Dr. P——— was known for his honesty.

or

Dr. ——— was known for his honesty.

where there is a convention that the character's name has been redacted. Logically, we should represent the three-em-dash as six dashes, but you may reduce that to four. Whichever you choose, do use it consistently in the text you're producing.

Unlike the em-dash, you should leave a space in such cases wherever a space would have been before the letters were replaced by dashes.

Here's a summary table of the dashes:

Name ASCII Used for

 Hyphen - Hyphenated Words
 En-dash - Durations, like "3:00-5:30"
 Em-dash — Break in sentence or parenthetical comment
 Three-em-dash ——— Indicating a word that was edited out.

V.92. How should I treat dashes replacing letters?

If the dashes obviously represent individual letters, use the same number of hyphens. Otherwise, you can use a three-em-dash (see above: 6 or 4 hyphens) in such places.

A common convention when a character in a novel is using bad language, or when reference is given to a character whose full name is not being used, is to replace the letters with dashes. For example,

"That D—-l, Mr. C———s will regret his hasty actions!"

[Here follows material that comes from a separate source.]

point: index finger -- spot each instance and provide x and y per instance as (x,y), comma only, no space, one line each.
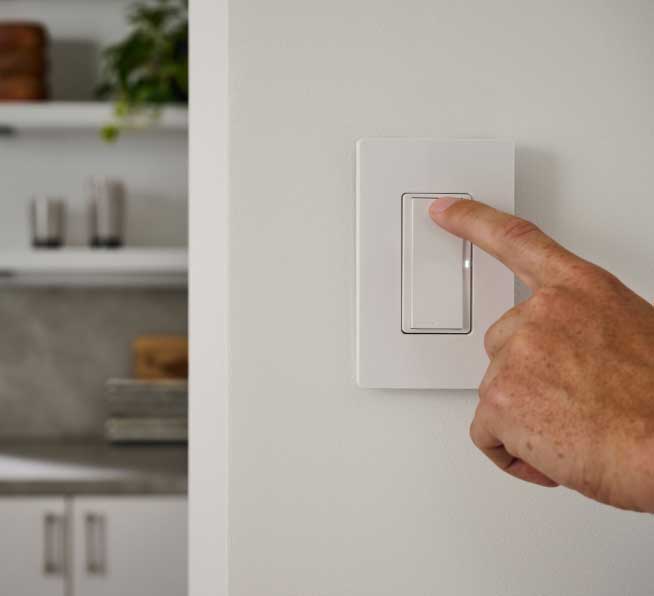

In this case, it is clear that "D—-l" is meant to represent "Devil" and that there is a character whose name begins with "C" and ends in "s" whose name is not spelled out in full. Where the book makes it clear how many letters are represented by hyphens, just use that number of hyphens.

Where the number of letters omitted is not clear, you can decide how long you want to make your extended dash. Typographers often use the "three-em-dash" for this, so called because it is as wide as three capital Ms. Logically, since we represent an em-dash by two hyphens, we might represent a three-em-dash as six, but if you feel that six hyphens is too long, you can choose a shorter length, like four, but if you do, keep it consistent within your text:

  It was in the town of S——, walking on M—— Street, that
  Sowerby came upon Dr. T—— taking the morning air.

V.93. What about hyphens at end of line?

Remove the hyphens from single words that were wrapped by the printer at line-end on the paper copy. Where two words are joined with a hyphen, you can leave the hyphen at end of the text line.

Books are usually printed with words broken at end of line to make the right side of the text perfectly even. You should remove all such hyphens. For example, in the sentence:

Mary's mouth tightened as she saw the marks on the car- pet, and her hands balled into fists.

you should remove the hyphen from "carpet".

Words which are strung together and hyphenated by the author pose a different question. It is perfectly OK from the point of view of a reader of the plain text version for such a hyphen to occur at end of line, for example:

Now that the guns were silent, convoys brought badly- needed medical supplies and food.

However, be aware that if somebody later rewraps the text for use in a different format like HTML, it is possible that they will introduce a space where it should not be:

Now that the guns were silent, convoys brought badly- needed medical supplies and food.

so there is still a small disadvantage to having a hyphen at line-end.

Sometimes it's not entirely clear whether the hyphen is there because it has to be, or just because it happens to fall at the end of the line:

Daisy rushed to the door, but there were no letters for her to- day, and she retreated sadly.

Sometimes "today" is written as "to-day", especially in older works. So which is this? Should we remove the hyphen or not? In this case, the best thing to do is search the rest of the text for the same word, and see whether it is consistently hyphenated or not in other places.

V.94. What should I do with italics?

There are three different ways volunteers currently render italics: like THIS, like this and like /this/. Pick one, and use it consistently in your text.

There are really two questions here: "How should I render italics?" and "When should I render italics?"

The original PG standard for italics was to render emphasis italics as CAPITALS, using underscores for an italicized I, and do nothing for non-emphasis italics like foreign words and names of ships, and this is still the most common usage. For reading a plain-text file in a plain text editor, it is still arguably the most reader-friendly usage as well.

It has two drawbacks:

1. if you do want to preserve italics for non-emphasis words, you may end up with a very ugly text where there are too many capitals.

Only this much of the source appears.